Predicting Supply Chain Disruptions
One of the key uses of AI in supply chains is the prediction of supply chain risk. Our lab proposed the use of ERP datasets for predicting order delays, which was adopted by many companies. Some of our current projects include:
Privacy preserving collective risk prediction: Funded by the EPSRC and in collaboration with aerospace and maritime industries, we examine the role of federated machine learning for organisations to predict risk collectively. For example, companies that share suppliers may pool their historical knowledge to estimate the likelihood of delivery delays, without having to share underlying sensitive data. Read our latest research on this paradigm here.
Digital supply chain surveillance refers to the proactive monitoring and analysis of digital data that allows firms to extract information related to a supply chain network, without needing the explicit consent of firms involved in the supply chain. AI has made DSCS to become easier and larger-scale, posing significant opportunities for automated detection of actors and dependencies involved in a supply chain, which in turn, can help firms to detect risky, unethical and environmentally unsustainable practices. Amongst many of its uses, is the use of both internal and external data sources on the prediction of supply risk.

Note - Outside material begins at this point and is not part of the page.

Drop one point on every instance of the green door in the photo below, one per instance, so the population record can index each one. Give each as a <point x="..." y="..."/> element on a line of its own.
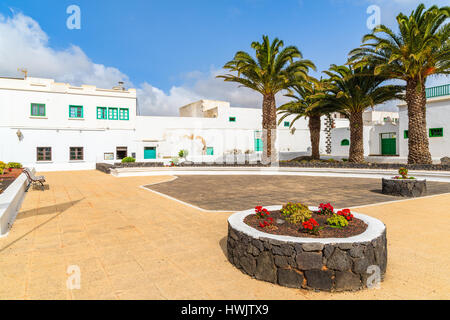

Ingredients in processed products may be “hidden”, which in turn might disguise their origin, making it difficult for an organisation ascertain the authenticity of a product and its ethical credentials. We are working on predicting hidden ingredients, based on graph neural network techniques.
Predicting product quality: One of the key challenges in supply chains is improving the accuracy of quality monitoring. We are working on generative learning approaches that can extract rich information from production line records, thereby eliminating the need for a large numbers of samples that were produced under normal operational conditions.